In 1957, a journalist named Meyer Berger, who had a regular column in the New York Times called “About New York,” strolled around the city on Christmas Eve and recorded what he saw. He wrote that the lights around Columbia University “gleamed like spangles and sequins against nocturnal velvet” and that “the great Fifth Avenue shops had their windows outlined with Christmas lights, like giant jeweled buckles.” He called New York at the holidays “the City Magnificent” and singled out a lone tree in Madison Square Park as “a happy beacon,” greeting him on his snowy path. This was the image I had of December in Manhattan; I had purchased a copy of Meyer Berger’s New York, which was reissued in 2004, during my junior year of college on the West Coast, and dog-eared it as a kind of bible for what I might expect when I leapt across the country to my new metropolitan life. I knew that, of course, the city would have changed somewhat from the middle of the century, but I also guessed that the holiday season would carry with it that same incandescent magic, a feeling of great communion and felicity in the snow.
What I didn’t expect is that during my first year in the city, I would feel as lonely as that little tree in Madison Square.
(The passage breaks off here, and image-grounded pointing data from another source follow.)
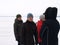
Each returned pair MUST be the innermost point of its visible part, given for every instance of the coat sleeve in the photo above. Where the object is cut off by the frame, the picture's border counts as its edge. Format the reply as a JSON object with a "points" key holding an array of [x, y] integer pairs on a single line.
{"points": [[15, 31], [36, 34], [23, 34], [43, 29]]}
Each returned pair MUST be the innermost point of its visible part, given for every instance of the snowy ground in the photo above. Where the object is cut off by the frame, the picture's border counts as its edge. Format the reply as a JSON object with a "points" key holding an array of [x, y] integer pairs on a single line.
{"points": [[6, 31]]}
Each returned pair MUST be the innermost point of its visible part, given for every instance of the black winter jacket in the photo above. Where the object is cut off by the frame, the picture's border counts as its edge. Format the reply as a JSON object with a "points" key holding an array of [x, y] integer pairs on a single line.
{"points": [[18, 25], [50, 29]]}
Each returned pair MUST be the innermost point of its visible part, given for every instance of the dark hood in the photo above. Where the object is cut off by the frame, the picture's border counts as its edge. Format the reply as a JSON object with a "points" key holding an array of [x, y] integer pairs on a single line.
{"points": [[17, 21], [51, 13]]}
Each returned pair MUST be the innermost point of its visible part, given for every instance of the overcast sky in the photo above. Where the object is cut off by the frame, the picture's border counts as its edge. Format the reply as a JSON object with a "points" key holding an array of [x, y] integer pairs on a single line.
{"points": [[23, 7]]}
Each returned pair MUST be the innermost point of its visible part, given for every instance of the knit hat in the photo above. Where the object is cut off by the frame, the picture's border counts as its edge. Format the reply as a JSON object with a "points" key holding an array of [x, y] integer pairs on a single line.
{"points": [[29, 15], [18, 15], [42, 16]]}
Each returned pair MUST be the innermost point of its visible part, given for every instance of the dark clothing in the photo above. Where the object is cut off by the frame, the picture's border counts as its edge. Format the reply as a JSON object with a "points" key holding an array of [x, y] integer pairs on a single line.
{"points": [[49, 30], [18, 25], [29, 32], [39, 25]]}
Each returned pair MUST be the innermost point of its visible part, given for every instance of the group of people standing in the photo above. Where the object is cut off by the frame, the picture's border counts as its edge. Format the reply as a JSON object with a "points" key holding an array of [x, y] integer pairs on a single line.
{"points": [[44, 32]]}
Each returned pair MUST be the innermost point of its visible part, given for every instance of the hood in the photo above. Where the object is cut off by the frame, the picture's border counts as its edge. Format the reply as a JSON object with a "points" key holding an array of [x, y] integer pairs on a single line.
{"points": [[17, 21], [51, 13]]}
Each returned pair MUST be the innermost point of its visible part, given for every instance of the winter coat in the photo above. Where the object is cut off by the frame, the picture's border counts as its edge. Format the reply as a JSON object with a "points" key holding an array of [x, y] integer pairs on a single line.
{"points": [[39, 25], [29, 33], [50, 29], [18, 25]]}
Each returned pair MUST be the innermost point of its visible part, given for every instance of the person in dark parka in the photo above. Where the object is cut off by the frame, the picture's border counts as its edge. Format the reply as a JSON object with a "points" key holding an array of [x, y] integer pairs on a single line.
{"points": [[18, 25], [29, 31], [50, 28]]}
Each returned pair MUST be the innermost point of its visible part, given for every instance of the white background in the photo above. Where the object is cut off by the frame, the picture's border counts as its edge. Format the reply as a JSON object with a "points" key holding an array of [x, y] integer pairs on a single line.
{"points": [[9, 9]]}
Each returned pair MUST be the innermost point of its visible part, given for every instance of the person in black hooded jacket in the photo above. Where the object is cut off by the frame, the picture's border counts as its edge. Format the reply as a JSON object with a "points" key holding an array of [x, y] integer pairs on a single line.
{"points": [[18, 29], [50, 28], [29, 31]]}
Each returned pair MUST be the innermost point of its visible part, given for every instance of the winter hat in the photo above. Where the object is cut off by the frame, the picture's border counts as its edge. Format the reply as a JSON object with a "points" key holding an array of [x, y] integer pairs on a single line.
{"points": [[18, 15], [30, 15], [42, 16]]}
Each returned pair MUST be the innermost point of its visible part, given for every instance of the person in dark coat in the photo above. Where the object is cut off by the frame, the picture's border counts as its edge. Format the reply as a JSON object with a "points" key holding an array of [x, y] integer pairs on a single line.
{"points": [[18, 25], [39, 25], [50, 28], [29, 31]]}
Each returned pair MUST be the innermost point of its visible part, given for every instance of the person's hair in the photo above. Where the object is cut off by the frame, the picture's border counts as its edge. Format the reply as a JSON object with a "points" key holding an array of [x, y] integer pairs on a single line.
{"points": [[18, 15], [42, 16]]}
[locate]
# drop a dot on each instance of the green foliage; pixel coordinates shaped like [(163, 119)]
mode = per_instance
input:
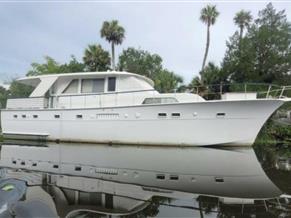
[(264, 54), (112, 32), (73, 66), (149, 65), (18, 90), (3, 97), (209, 14), (96, 58), (242, 19), (166, 81), (140, 62), (53, 67)]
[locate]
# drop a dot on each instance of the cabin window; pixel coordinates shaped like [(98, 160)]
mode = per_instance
[(167, 100), (160, 176), (92, 85), (162, 115), (111, 84), (78, 168), (174, 177), (72, 87), (219, 179), (176, 115)]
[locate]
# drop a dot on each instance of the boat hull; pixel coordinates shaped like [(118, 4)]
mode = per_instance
[(187, 124)]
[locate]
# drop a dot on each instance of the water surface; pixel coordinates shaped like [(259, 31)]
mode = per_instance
[(83, 180)]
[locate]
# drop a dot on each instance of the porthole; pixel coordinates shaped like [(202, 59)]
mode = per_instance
[(176, 115), (160, 176), (79, 116), (162, 115), (219, 179), (174, 177), (78, 168), (220, 115)]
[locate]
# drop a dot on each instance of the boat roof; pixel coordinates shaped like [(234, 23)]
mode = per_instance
[(34, 80)]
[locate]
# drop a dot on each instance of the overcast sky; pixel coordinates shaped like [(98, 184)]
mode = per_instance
[(32, 30)]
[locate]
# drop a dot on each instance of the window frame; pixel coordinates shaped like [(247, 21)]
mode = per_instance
[(72, 93), (115, 82), (104, 85)]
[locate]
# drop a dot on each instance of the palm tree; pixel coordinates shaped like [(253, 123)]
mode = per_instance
[(242, 19), (96, 58), (208, 16), (114, 34)]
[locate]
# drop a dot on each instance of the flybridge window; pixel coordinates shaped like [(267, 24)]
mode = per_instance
[(92, 85), (72, 87), (167, 100), (111, 84)]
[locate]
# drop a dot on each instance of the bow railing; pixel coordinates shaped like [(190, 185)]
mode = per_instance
[(216, 91)]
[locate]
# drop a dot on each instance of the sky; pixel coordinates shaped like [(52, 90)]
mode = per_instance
[(30, 30)]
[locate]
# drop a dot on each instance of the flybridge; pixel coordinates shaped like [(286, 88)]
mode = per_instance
[(92, 90), (57, 84)]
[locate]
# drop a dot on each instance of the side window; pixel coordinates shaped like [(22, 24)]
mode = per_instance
[(72, 87), (111, 84), (92, 86), (166, 100)]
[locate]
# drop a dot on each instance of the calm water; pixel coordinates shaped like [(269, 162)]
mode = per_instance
[(70, 180)]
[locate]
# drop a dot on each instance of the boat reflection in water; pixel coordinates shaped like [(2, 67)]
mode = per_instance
[(70, 180)]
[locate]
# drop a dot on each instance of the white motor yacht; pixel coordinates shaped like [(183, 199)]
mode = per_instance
[(124, 108)]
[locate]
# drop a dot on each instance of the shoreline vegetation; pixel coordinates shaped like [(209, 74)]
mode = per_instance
[(259, 51)]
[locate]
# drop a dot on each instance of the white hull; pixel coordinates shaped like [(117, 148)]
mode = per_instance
[(199, 123)]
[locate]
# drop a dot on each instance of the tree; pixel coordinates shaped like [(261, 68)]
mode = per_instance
[(114, 34), (264, 53), (150, 65), (51, 66), (242, 19), (73, 66), (166, 81), (3, 97), (19, 90), (208, 16), (96, 58), (140, 62)]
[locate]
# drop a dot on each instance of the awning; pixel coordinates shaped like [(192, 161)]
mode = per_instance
[(43, 86)]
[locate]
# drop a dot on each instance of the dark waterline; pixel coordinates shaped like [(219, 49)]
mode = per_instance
[(69, 180)]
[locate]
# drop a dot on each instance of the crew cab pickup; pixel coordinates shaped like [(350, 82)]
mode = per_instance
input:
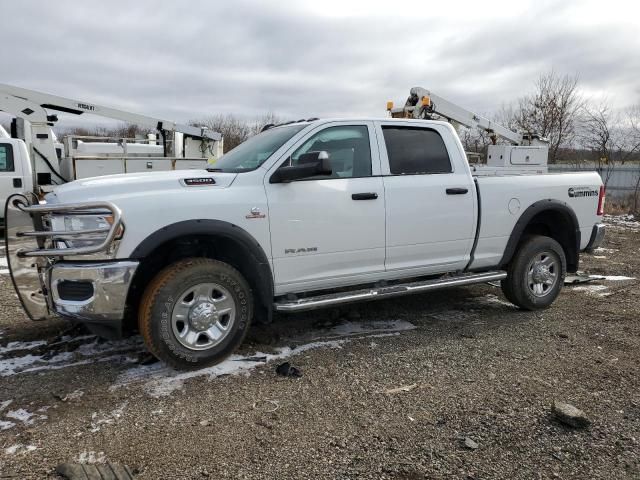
[(301, 216)]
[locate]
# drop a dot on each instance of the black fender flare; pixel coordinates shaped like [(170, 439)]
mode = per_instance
[(264, 276), (534, 209)]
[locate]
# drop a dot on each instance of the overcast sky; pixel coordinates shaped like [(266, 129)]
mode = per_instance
[(184, 60)]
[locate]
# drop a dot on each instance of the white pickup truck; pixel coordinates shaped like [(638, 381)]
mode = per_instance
[(304, 215)]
I was living by myself in a West Village studio the size of a kiddie pool, where the bed was lofted over the sink—an engineering flaw that caused one cockroach to feel emboldened enough to crawl out of the drain and into my sheets to die. That’s when I knew I had to move. I was an intern in the cultural department of a weekly magazine, and my tasks included hunting down odd facts about the city, like the coldest stores to duck into on a scorching day (surprise: cigar humidors and fur shops are always just above freezing) and which flower shops got the best selection of roses each morning. It was a job that sent me ambling all over the city like Meyer Berger, but I had not yet learned in that first year how to fuse with New York as if it were a part of me; instead I found myself aching for the skies of the Southwest, feeling lonesome and unmoored in my infested little box on West 12th Street.
In New Mexico, where I am from, you can smell the holidays before you feel them. The smoke from burning cedar and piñon trees fills the air, along with a cloud of cinnamon and chili and anise that seems to billow out of the chimneys. In New York, the holidays don’t really have a distinct aroma. Sure, there are chestnut carts and muddy snow, but the most sensual aspects of the holidays in the city happen indoors, where the mulled wine flows. I didn’t know this when I was new, and so I tried, like Meyer Berger, to take in the holidays as a purely visual feast, wandering through the streets alone for hours on end in a puffy coat, trying to get the trees to whisper comforting messages to me. I gazed into shop windows like a Dickensian wastrel; I marked time by how many corner wreath vendors I passed and stopped counting after a hundred. What they don’t tell you about New York at the holidays is if you try to take it in purely with your feet, you will find yourself feeling desolate under the twinkling banners that hang over the avenues.
That first Christmas, I almost gave up on New York. But I knew deep down that I loved it, that it was meant for me, that it was singing a carol at a frequency that I could hear. And then, I remembered: martinis. Right before the holiday break, I had to fact-check an article about the best martini in the city (the kind of boozy roundup that appears every year), and I had committed the names of the purveyors to memory: the King Cole Bar, the Odeon, the Campbell Apartment, 21, Bemelmans. I had a week to spare before returning home and barely any money saved, but I decided that my holiday gift to myself would be to visit every martini bar I could afford and order a serving of salty, dirty vodka (I ran out of funds after five cocktails). I sat at oak bars in grand Midtown dining rooms and dark corners in Downtown neon bistros, a now-extinct velvet settee in Grand Central and a high chair on the Upper East Side underneath a fanciful mural of circuses and balloons. I went by myself, but for the first time, I did not feel alone. Inside, where it was warm and the scent of oysters and french fries was thick and decadent, I realized where New York had been hiding all of its holiday good will. The windows were foggy with the body heat rising from people like me, who had come inside not just for warmth but for respite from their solitude. For me, the holiday martini became my happy beacon, a frosty anchor with three olives.
Now, more than a decade later, the entire city feels like my own, especially in winter. The streets make sense to me; drifting through them has become my second language. But I still honor that young woman who felt, that first December, like I was the only person on the island who couldn’t feel at home. I still set aside a cold night to go out, by myself, in search of a martini. For me, that’s when the holidays truly begin.